The pretext of this body cavity search was to find and stop the spread of STDs among the Armed Forces.  Parliament identified female prostitutes as the source of this national security threat and gave Police the authority to “hospitalize” (jail) any women showing signs of an STD.

Would it surprise you to learn that in the late 1800s women neither voted nor served in Parliament?   According to tradition, men looked after the “weaker sex.”  Men dominated the public sphere—politics, war and the market place—while women took care of the private sphere—home, childcare, and church.

Prostitutes violated this tradition.  They entered into the public sphere.  They stepped outside of social protections and hurt men. 

The men who passed these laws publicly advocated for property rights and a free market.  The hypocrisy was clear.  Men should be free, but women needed to be controlled.

The Contagious Disease Acts were a step too far for Victorian women.  They knew that a threat to women’s rights anywhere was a threat to women’s rights everywhere.  These acts sparked the beginnings of modern feminism.

Feminists like Josephine Butler highlighted the inherent inequality of the act.  It punished the women involved but the men faced few consequences.  Butler no longer trusted male politicians to protect her and other women.

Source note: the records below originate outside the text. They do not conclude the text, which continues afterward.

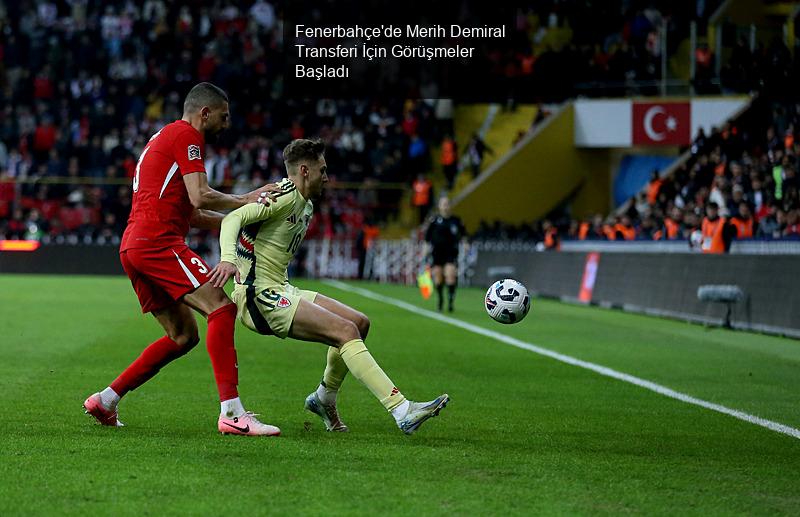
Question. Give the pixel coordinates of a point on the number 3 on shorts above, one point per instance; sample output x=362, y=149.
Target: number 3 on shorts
x=199, y=263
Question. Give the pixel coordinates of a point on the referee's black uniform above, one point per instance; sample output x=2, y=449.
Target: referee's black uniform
x=444, y=234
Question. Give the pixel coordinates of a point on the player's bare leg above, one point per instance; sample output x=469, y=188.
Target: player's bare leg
x=438, y=283
x=313, y=322
x=451, y=280
x=322, y=402
x=181, y=336
x=221, y=313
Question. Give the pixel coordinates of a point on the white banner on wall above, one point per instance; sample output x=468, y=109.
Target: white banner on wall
x=650, y=122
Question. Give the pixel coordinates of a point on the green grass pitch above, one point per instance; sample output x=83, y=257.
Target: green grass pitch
x=523, y=434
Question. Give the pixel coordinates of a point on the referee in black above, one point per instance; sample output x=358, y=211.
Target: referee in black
x=443, y=237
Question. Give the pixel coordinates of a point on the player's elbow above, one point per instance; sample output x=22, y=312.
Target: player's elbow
x=198, y=201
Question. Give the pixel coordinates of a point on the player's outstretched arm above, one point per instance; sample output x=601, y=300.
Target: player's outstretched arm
x=203, y=196
x=206, y=219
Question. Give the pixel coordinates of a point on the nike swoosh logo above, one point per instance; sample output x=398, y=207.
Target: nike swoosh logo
x=241, y=429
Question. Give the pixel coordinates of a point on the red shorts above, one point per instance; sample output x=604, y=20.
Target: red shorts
x=161, y=276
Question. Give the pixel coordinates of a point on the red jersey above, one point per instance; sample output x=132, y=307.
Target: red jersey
x=161, y=208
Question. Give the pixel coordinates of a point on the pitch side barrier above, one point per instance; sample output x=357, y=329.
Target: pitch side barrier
x=660, y=284
x=63, y=259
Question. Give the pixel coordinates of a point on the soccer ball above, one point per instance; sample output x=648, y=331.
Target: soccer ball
x=507, y=301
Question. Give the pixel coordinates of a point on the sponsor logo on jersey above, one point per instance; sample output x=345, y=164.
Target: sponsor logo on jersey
x=194, y=152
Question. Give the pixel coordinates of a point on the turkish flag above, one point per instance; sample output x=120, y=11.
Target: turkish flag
x=662, y=123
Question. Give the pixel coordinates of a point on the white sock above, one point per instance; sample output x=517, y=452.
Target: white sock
x=326, y=396
x=109, y=398
x=232, y=408
x=400, y=411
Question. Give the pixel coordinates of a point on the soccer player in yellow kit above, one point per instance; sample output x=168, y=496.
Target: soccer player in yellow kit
x=257, y=244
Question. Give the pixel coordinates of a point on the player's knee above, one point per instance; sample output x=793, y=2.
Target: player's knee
x=362, y=322
x=186, y=340
x=346, y=331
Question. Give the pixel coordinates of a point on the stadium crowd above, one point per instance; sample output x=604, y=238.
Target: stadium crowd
x=744, y=174
x=84, y=83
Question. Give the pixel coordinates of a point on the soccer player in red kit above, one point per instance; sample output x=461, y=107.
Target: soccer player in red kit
x=170, y=194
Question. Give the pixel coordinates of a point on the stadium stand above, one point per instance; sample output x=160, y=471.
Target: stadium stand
x=83, y=84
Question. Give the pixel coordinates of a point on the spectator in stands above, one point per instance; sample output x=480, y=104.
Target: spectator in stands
x=743, y=222
x=716, y=231
x=552, y=241
x=653, y=187
x=422, y=196
x=449, y=160
x=476, y=150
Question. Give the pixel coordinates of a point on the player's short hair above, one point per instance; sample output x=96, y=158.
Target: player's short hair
x=303, y=149
x=204, y=94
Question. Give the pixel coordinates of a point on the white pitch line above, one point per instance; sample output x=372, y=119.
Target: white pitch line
x=602, y=370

Women around the United Kingdom mobilized and spoke out.  They didn’t want to engage in prostitution, but they did want to protect themselves from big government.

In 1886, the feminists won.  Parliament repealed the acts.  The battle for political and social equality, however, had just begun.

A new generation of feminists like the Pankhurst family expanded their demands.  Feminists fought for and won the right to vote, workplace safety standards, and better wages for all. 

Politicians often can achieve their momentary goals of protecting their special interests.  If they overreach, however, they may get more than what they bargained for.